1R1. Tensor Analysis and Continuum Mechanics. - YR Talpaert (Dept of Sci and Eng, Algiers Univ, Algeria). Kluwer Acad Publ, Dordrecht, Netherlands. 2002. 591 pp. ISBN 1-4020-1055-9. \$161.00.

Reviewed by JG Simmonds (Dept of Civil Eng, Univ of Virginia, Thornton Hall, Charlottesville VA 22903).

This is a carefully written treatise that begins by (over?) developing the tensor machinery necessary to state and manipulate various global and local forms of the general equations of continuum mechanics (conservation of mass, translational and rotational momentum, first and second laws of thermodynamics, excluding chemical and electromagnetic effects). Each of the book’s six chapters ends with a good number of worked-out exercises. Although considerable attention is given to the kinematics and kinetics of deforming continua, the important topic jumps and shocks are not treated and the only specific constitutive relations considered are those of linear elasticity, mostly for isotropic bodies.
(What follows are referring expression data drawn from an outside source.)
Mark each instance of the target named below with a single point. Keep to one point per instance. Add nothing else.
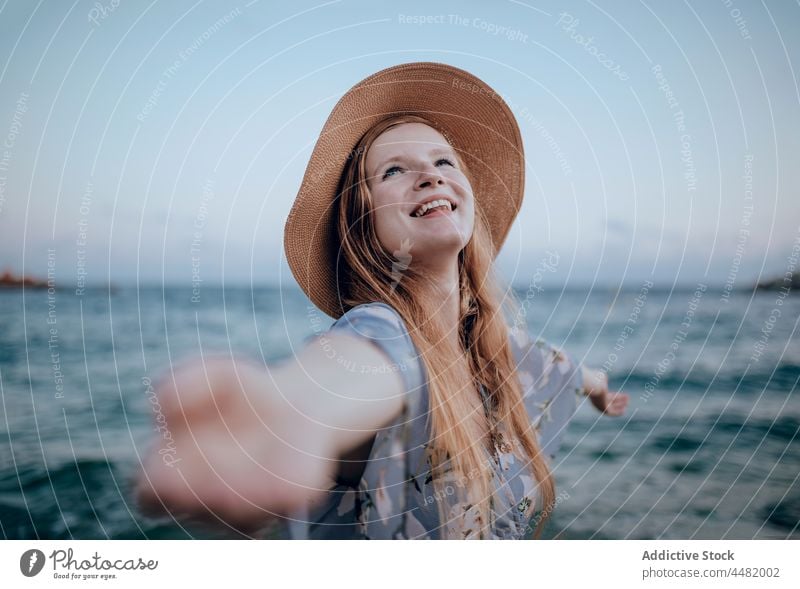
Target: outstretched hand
(237, 454)
(595, 383)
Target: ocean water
(709, 449)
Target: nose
(429, 177)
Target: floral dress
(395, 498)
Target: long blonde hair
(366, 273)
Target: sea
(708, 449)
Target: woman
(419, 414)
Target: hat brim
(471, 116)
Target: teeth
(432, 205)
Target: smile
(436, 207)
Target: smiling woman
(431, 418)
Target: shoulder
(374, 310)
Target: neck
(442, 297)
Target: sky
(165, 142)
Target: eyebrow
(434, 151)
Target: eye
(390, 171)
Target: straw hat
(470, 115)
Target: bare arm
(250, 441)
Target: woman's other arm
(246, 441)
(595, 386)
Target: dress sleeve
(552, 387)
(382, 326)
(380, 507)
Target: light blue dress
(395, 498)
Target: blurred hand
(595, 383)
(229, 448)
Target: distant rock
(778, 283)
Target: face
(408, 166)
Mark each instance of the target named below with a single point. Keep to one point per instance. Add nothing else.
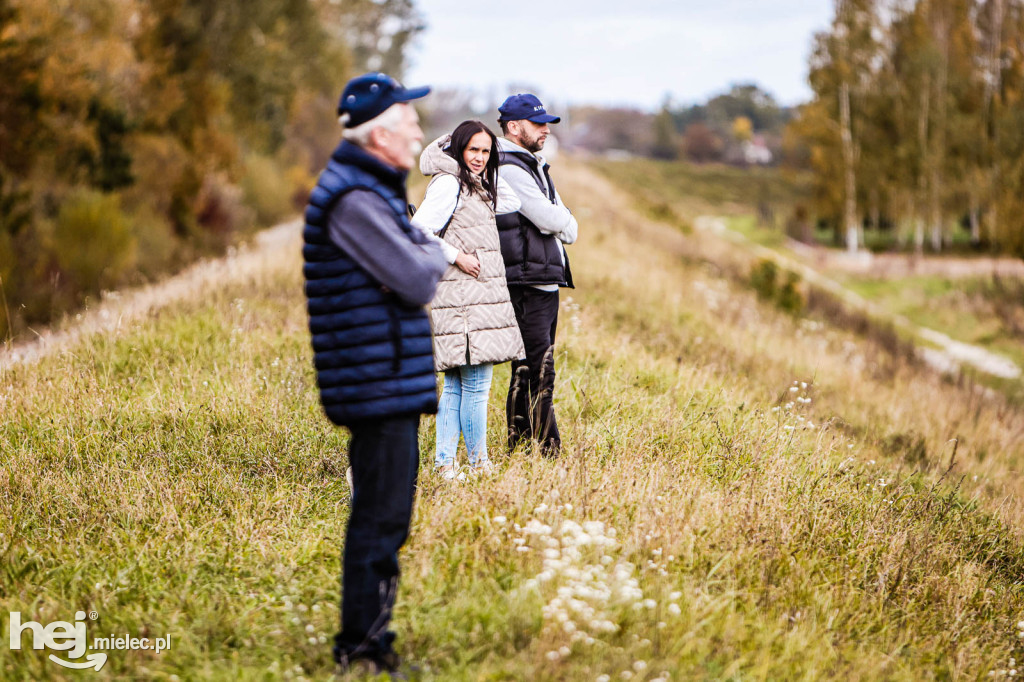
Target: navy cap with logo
(370, 95)
(524, 105)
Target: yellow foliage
(742, 128)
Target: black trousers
(529, 408)
(384, 455)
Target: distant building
(756, 152)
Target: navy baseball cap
(370, 95)
(527, 107)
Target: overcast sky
(631, 52)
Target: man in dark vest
(369, 273)
(536, 265)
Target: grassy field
(741, 496)
(981, 310)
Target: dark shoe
(389, 666)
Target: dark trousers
(528, 408)
(384, 455)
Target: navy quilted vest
(374, 354)
(530, 256)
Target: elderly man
(369, 273)
(536, 265)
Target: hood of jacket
(434, 161)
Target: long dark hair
(457, 150)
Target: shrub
(766, 281)
(94, 247)
(267, 189)
(763, 276)
(159, 249)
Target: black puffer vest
(374, 354)
(530, 256)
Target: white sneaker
(484, 468)
(451, 472)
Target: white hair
(389, 119)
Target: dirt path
(119, 309)
(950, 353)
(885, 265)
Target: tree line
(916, 123)
(136, 135)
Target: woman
(473, 321)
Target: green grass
(177, 477)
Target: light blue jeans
(463, 408)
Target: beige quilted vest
(473, 318)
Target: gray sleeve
(364, 226)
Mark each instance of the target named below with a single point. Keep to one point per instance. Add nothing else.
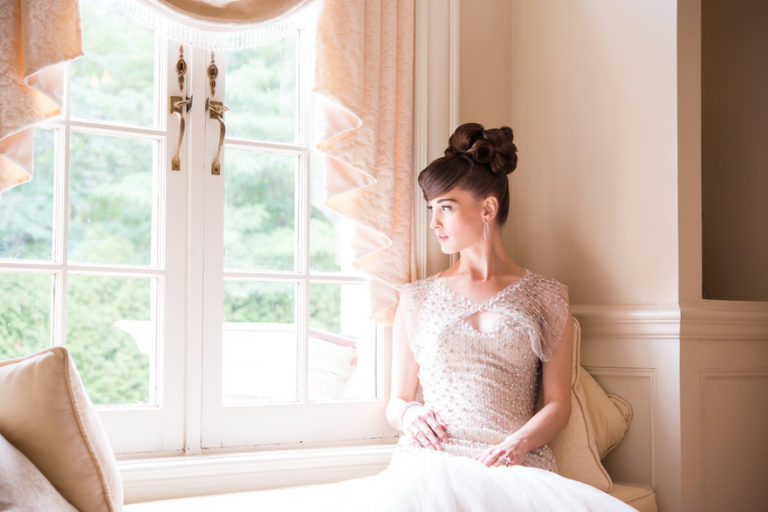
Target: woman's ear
(490, 208)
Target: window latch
(216, 111)
(178, 106)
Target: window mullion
(61, 222)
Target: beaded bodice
(484, 383)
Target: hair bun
(494, 148)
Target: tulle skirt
(428, 481)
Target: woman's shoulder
(418, 287)
(540, 283)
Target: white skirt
(426, 481)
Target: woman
(480, 338)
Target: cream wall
(734, 159)
(590, 90)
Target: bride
(481, 338)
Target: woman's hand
(510, 452)
(425, 427)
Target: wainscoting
(724, 382)
(633, 352)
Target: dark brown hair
(478, 161)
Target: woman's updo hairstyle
(478, 161)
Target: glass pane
(26, 211)
(110, 198)
(341, 343)
(259, 210)
(261, 92)
(330, 234)
(25, 313)
(259, 342)
(114, 80)
(112, 337)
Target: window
(202, 311)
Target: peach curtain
(36, 38)
(364, 77)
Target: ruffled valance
(38, 36)
(364, 77)
(218, 24)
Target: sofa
(55, 455)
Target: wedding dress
(484, 385)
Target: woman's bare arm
(552, 417)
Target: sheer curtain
(364, 74)
(38, 37)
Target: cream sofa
(55, 455)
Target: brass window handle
(216, 111)
(177, 105)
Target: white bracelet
(407, 406)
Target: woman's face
(457, 219)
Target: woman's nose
(435, 222)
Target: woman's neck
(485, 261)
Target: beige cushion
(45, 413)
(639, 497)
(23, 488)
(598, 423)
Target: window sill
(195, 475)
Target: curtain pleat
(364, 77)
(38, 36)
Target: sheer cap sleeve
(549, 305)
(411, 299)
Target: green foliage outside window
(110, 211)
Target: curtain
(231, 11)
(364, 76)
(221, 25)
(37, 37)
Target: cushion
(640, 497)
(23, 487)
(46, 414)
(597, 424)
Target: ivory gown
(484, 386)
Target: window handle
(177, 105)
(216, 111)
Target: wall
(590, 89)
(723, 344)
(734, 170)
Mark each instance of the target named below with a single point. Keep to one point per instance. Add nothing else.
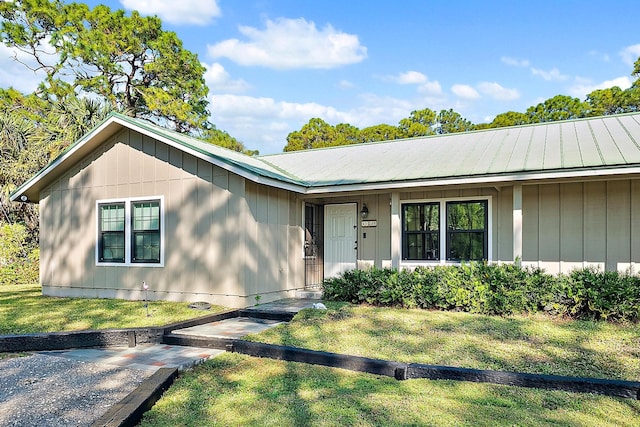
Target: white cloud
(264, 123)
(346, 84)
(432, 88)
(291, 43)
(415, 78)
(599, 56)
(514, 62)
(630, 54)
(553, 74)
(498, 92)
(584, 87)
(219, 80)
(411, 78)
(192, 12)
(465, 91)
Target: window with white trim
(459, 229)
(130, 231)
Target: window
(467, 231)
(461, 234)
(421, 228)
(111, 241)
(130, 232)
(145, 241)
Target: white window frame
(443, 230)
(128, 203)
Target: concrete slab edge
(103, 337)
(129, 411)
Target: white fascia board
(536, 176)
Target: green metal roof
(582, 147)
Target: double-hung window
(457, 230)
(130, 231)
(421, 228)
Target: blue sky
(273, 65)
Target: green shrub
(498, 289)
(18, 263)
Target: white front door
(340, 238)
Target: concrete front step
(309, 294)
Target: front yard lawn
(237, 390)
(23, 310)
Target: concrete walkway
(153, 356)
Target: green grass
(534, 344)
(23, 309)
(236, 390)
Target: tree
(609, 101)
(382, 132)
(419, 123)
(560, 107)
(449, 121)
(510, 118)
(129, 61)
(223, 139)
(315, 134)
(32, 133)
(347, 134)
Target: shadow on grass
(522, 344)
(236, 390)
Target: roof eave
(83, 147)
(475, 180)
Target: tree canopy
(129, 62)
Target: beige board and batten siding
(574, 225)
(226, 239)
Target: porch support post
(517, 223)
(396, 230)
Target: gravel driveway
(44, 391)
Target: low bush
(18, 262)
(498, 289)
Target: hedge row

However, no matter how well done, one must ask in such a well-plowed field as continuum mechanics if a new book supercedes in any way—novelty of presentation, new insights into well-established principles and equations, range of phenomena, or variety of constitutive relations—some of the older, standard treatments, such as those of Truesdell and Toupin (1960), Truesdell and Noll (1965), Chadwick (1976), Spenser (1980), Gurtin (1981), or Truesdell (1984, 1991). Unfortunately, in my opinion, the answer is “No.” (Incidentally, none of the books just cited appears in the author’s list of references.)

By no means am I implying that continuum mechanics is a closed field. But it seems to me that today’s focus is on the establishment, analysis, and implications of ever more comprehensive constitutive relations, an area that the author of the book under review barely touches.

In summary, Tensor Analysis and Continuum Mechanics is a sound, well-written book, suitable for a first-year graduate course, but researchers in the various branches of continuum mechanics will find little that is new.